The Surrey Hospitals Foundation (SHF) today released a summary report from the Health Summit held at Surrey City Hall on May 30. The report includes a set of recommendations that were developed through consensus by the more than 60 Summit participants.    

“We want to acknowledge Health Minister Adrian Dix for announcing a week after our Summit a suite of new programs and services to try to address the health care crisis in Surrey,” said SHF Board Chair Harp Dhillon. “While the government plan will help, we believe the recommendations developed collaboratively with community and health care leaders on May 30 provide an even more robust framework for long-term, sustainable solutions.”

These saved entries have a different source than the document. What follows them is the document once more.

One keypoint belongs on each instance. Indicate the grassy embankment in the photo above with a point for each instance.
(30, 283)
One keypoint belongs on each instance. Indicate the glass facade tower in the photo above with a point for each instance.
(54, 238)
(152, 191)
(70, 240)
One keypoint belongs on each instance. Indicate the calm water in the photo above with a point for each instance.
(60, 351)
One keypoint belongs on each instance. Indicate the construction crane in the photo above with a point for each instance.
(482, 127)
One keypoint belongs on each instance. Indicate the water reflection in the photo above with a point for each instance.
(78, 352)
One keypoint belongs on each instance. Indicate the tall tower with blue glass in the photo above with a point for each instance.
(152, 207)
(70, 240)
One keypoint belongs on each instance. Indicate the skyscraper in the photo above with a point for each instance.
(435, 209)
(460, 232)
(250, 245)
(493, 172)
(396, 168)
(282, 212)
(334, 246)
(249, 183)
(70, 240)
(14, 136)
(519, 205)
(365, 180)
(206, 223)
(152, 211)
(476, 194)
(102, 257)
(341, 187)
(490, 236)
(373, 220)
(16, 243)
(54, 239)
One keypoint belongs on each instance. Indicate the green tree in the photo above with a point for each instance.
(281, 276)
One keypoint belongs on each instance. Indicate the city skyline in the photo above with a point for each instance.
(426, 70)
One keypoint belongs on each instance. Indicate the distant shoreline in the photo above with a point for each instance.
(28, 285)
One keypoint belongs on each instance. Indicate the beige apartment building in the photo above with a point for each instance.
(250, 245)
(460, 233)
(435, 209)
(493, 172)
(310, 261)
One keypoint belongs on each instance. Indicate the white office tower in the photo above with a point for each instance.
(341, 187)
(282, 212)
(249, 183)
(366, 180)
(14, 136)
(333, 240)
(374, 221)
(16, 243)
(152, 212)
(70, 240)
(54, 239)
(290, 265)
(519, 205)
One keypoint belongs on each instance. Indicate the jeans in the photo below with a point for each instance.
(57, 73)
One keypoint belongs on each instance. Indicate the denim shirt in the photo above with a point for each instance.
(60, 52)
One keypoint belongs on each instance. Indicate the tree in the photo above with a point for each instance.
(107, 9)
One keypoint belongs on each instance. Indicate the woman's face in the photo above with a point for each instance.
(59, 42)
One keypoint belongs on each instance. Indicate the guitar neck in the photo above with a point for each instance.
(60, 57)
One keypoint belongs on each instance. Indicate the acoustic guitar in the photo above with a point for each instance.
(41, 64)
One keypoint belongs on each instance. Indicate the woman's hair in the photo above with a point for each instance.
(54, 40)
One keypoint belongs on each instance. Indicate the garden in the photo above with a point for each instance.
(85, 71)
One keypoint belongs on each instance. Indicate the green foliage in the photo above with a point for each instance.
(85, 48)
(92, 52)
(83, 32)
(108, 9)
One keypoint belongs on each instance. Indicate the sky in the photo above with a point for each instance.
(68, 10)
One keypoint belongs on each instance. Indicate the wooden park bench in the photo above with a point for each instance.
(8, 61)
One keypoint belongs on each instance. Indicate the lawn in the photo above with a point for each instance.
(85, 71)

The first, most important recommendation in the report is for the Ministry of Health to strike a multi-disciplined, locally-led Task Force to: study the current state of the health care ecosystem in Surrey and south of the Fraser; develop an evidence-informed, needs-based, long-term strategic plan to address gaps and shortages in health care in the region; and provide recommendations and budget for a detailed implementation plan.

“It will be important that this task force involve appropriate representation from the community,” said Jane Adams, President and CEO of the SHF. “We’re hopeful that with the right voices at the table, we can find solutions.”

From a list of 19 priorities identified at the Summit, participants also agreed on four additional, comprehensive recommendations for short- to long-term action from government and Fraser Health.

  1. Match urgent needs with urgent solutions (e.g. address the hospitalist shortage immediately).
  2. Fund an inclusive, comprehensive, acute and community health services plan for Surrey. Use results of the plan to inform future healthcare investments in Surrey.
  3. Build the second tower with more facilities at Surrey Memorial Hospital (already provided for in earlier capital planning processes).
  4. Improve training, education, research, recruitment, and retention for doctors, nurses, and allied health personnel.

“These recommendations are the result of consensus-based, solutions-focused work by a group of individuals committed to better patient care,” said Dr. Randeep Gill, an Emergency Physician, Foundation board member and Chair of the Foundation’s Medical Advisory Committee. “We are speaking with one voice, we support these recommendations and will continue to push for their implementation on behalf of the people and communities south of the Fraser.”

The Surrey Hospitals Foundation convened the Health Summit, with the support of the City of Surrey and participation from health care leaders, including Fraser Health, UBC and SFU, clinical staff representing a cross-section of medical specialties, first responders, and local community leaders.

The goals of the Summit were to clearly articulate the current gaps in health services south of the Fraser, and to propose solutions for the key priorities that can lead to immediate, mid- and long-term actions.